Friday, 3 February 2012

February 3rd - Blue bread and blue cheese

Dear Nigel,

I was given a present today which cheered me up no end: dear little Olive's son had found me a jar of Mulberry jam. Lurking in a shop in cottage-box Stratford-upon-Avon, but absent here in "sunny" Buxton (which was -8 degrees this morning). I look forward to a jam i can chew slathered on some buttered toast. Thank you, Olive.

The cold shows no sign of abating. I get my thermals out and several layers of jumpers and refuse to move from my blanket. The kids and i spend the shortest of times plying the hungry cacophony of ducks and drakes in the park with homemade bread on the turn."Why can't we eat it if the ducks are allowed to?" they ask, not unreasonably. I don't know the ethics of feeding your children gone-off bread, but it's probably not the done thing. Perhaps the birds, though, could do with the small dose of penicillin (i think that's what's growing on the bread) to ward off any return of Bird flu?

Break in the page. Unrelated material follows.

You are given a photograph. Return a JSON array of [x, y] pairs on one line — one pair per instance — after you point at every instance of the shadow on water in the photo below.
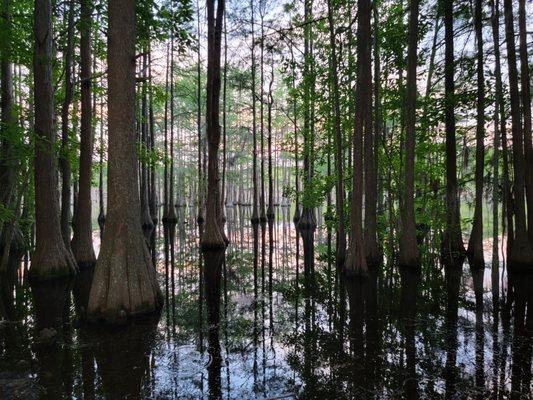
[[122, 357], [263, 320], [213, 262]]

We go to the chocolate shop,"Charlotte's", and they stare lovingly through the side window at the Willy Wonker Factory bit with molten chocolate oozing out of a tap and row upon row of tiny snowball-shaped chocolates laid out on the slab. We go inside and i buy them one chocolate each, which we sit and enjoy on a sinking leather sofa.

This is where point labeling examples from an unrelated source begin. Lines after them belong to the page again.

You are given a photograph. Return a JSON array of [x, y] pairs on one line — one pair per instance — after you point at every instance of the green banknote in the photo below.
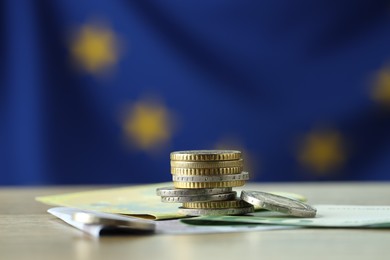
[[327, 216]]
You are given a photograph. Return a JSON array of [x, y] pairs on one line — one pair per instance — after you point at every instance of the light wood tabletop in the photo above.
[[27, 231]]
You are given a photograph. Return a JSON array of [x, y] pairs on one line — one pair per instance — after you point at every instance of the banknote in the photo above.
[[327, 216], [138, 200], [172, 226]]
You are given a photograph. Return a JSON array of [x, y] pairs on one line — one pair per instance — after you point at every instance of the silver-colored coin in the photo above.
[[211, 178], [216, 212], [215, 197], [107, 220], [174, 192], [278, 203]]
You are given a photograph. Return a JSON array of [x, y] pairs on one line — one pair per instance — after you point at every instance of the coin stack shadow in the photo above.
[[203, 181]]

 The other week i gave in and took them to the old-fashioned sweet shop at the other end of town. They poured out their moneyboxes on the counter (most of which appeared to be plastic money and odd foreign coins), and chose a selection of white mice, jelly milk bottles etc. The interesting thing about this visit was that whilst they loved the whole display with its rows of jars on shelves, and choosing this and that and the other, when it came to taking them home and eating them,they enjoyed a handful but the ones that got left over for the next day and the next were left unwanted and untouched and thrown away in the end. I'm not sure that after the initial sugar-addicted outburst, children eat them because they actually want to. Too often we as adults eat mindlessly to get to the bottom of a packet of crisps or finish off the chocolate because we started it. When does it stop being something you are actually enjoying eating and become something else?

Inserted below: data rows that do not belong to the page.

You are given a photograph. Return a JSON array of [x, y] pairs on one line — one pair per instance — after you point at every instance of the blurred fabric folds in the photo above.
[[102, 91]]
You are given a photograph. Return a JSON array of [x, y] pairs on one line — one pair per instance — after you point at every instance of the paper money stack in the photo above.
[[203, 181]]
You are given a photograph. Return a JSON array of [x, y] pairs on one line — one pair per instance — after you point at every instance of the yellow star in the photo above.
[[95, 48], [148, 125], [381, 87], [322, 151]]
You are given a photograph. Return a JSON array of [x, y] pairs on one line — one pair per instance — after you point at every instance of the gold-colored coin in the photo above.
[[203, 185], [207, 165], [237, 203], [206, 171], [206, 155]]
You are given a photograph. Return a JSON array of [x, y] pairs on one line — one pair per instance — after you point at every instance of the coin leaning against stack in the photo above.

You are making a batch of Chicken patties with rosemary and pancetta. I think this a posh version of a burger but it sounds very nice anyway. It's good to have simple food after the excesses of Christmas. I like the idea of minced chicken with added oomph, and may follow your idea of sticking blue cheese inside to give that wicked richness of taste you get when you cut into it.The children won't eat the blue cheese - they don't know what they're missing. I imagine the conversation already, running along the lines of "Why is it OK for you to eat blue cheese and not us to eat the blue bread?" I haven't formulated my answer to that one yet. One of those impossible to answer questions that children are so good at asking when you're trying to deal with a complicated form or park the car.